Rifiuta i test e aggredisce i carabinieri, automobilista arrestato

Notte di tensione a Bettola: rifiuta i test e aggredisce i carabinieri, automobilista arrestato – Fermato dopo la segnalazione di un esercente, il conducente avrebbe insultato, minacciato e colpito i militari. Denunciato anche per essersi opposto agli accertamenti su alcol e sostanze stupefacenti. “Una normale attività di controllo del territorio – spiega una nota dell’Arma – si è trasformata in un intervento particolarmente concitato nella notte del primo agosto. Una pattuglia delle Stazioni di Farini e Ferriere, poco dopo la mezzanotte, era stata fermata dal titolare di un locale di viale Vittoria a Bettola, preoccupato per la presenza di un’autovettura che, nel corso della giornata, avrebbe effettuato ripetuti passaggi davanti all’esercizio con atteggiamento ritenuto minaccioso. Mentre l’esercente stava riferendo l’accaduto, il veicolo segnalato sarebbe sopraggiunto a velocità sostenuta, arrestandosi bruscamente dietro l’auto di servizio”.
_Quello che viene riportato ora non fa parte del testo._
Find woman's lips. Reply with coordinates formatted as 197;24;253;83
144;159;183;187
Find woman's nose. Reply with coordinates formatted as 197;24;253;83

I militari hanno quindi proceduto al controllo del conducente, dal quale proveniva un forte alito vinoso. “Invitato a sottoporsi agli accertamenti con etilometro – spiegano i carabinieri – e ai test per verificare l’eventuale assunzione di sostanze stupefacenti, l’automobilista, un operaio di 35 anni, residente in provincia di Alessandria, ma di fatto domiciliato a Bettola, avrebbe opposto un netto rifiuto”. Per tale condotta è stato denunciato per rifiuto degli accertamenti tecnici per la verifica dello stato di alterazione psicofisica. Durante le fasi del controllo la situazione è degenerata. Secondo quanto riferito, “l’uomo avrebbe rivolto ripetute offese e minacce sia all’esercente sia ai carabinieri, mantenendo un atteggiamento scarsamente collaborativo. Addirittura, dopo essersi chiuso nell’abitacolo, si sarebbe provocato autonomamente alcuni segni sul proprio volto, sostenendo successivamente di essere stato colpito dai militari.
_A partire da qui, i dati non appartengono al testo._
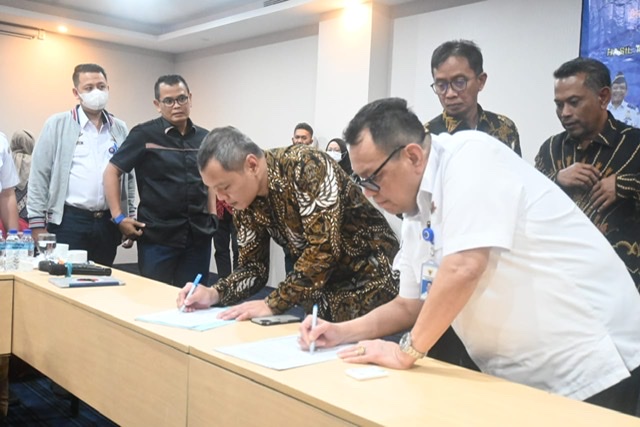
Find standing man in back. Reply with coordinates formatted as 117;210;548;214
291;122;318;148
104;75;217;286
536;58;640;290
425;40;522;157
424;40;522;370
27;64;135;266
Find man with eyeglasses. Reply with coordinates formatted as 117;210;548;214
300;98;640;414
177;127;399;321
27;64;135;266
425;40;522;157
104;75;216;286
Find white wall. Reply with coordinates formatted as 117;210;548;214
0;34;174;142
391;0;582;162
0;0;581;283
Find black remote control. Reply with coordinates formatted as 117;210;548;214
38;261;111;276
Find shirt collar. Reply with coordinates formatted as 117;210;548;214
72;104;113;129
408;135;443;218
442;104;488;134
160;116;196;135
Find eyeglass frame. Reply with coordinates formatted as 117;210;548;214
429;76;471;95
158;94;189;108
351;145;406;192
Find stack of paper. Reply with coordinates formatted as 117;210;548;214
135;307;235;331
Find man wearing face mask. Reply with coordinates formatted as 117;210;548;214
27;64;135;266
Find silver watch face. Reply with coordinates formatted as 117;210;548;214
400;332;411;350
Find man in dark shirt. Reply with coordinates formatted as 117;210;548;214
425;40;522;157
536;58;640;289
104;75;216;286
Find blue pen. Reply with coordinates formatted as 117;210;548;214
180;274;202;312
309;304;318;354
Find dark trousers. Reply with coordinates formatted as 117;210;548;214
47;206;122;266
213;210;238;278
138;234;211;287
585;367;640;417
282;247;296;274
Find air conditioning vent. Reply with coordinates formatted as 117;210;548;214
264;0;289;7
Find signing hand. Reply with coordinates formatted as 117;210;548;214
338;340;416;369
556;163;601;190
176;282;220;313
591;174;617;210
298;316;342;350
218;300;273;320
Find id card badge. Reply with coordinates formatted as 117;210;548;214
420;223;438;301
420;259;438;301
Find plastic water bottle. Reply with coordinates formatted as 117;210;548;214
18;229;35;271
4;229;22;271
0;231;5;271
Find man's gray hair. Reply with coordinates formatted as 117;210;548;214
198;126;264;171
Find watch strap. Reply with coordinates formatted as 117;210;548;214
111;214;126;225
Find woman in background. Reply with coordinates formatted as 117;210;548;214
326;138;353;176
11;130;35;230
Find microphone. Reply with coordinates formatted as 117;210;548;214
38;261;111;276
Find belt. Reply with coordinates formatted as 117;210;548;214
64;205;111;219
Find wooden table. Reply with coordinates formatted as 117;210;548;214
0;271;640;427
187;324;640;427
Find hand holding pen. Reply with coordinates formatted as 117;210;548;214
178;274;202;312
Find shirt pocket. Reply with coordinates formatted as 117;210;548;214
73;142;91;159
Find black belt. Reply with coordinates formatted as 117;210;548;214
64;205;111;219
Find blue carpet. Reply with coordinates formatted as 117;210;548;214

Condotto presso la Stazione dei carabinieri di Bettola, durante il trasferimento avrebbe continuato a inveire e avrebbe sputato contro uno degli operanti. Giunto nel cortile della caserma, avrebbe opposto resistenza, colpendo con gomitate e spintoni i militari che cercavano di farlo scendere dal mezzo, offendendoli anche con frasi ingiuriose e minatorie”. Alla fine delle incombenze di rito, è stato arrestato per violenza, resistenza e oltraggio a pubblico ufficiale, e condotto presso la propria abitazione in regime di arresti domiciliari, a disposizione dell’Autorità Giudiziaria per il rito direttissimo.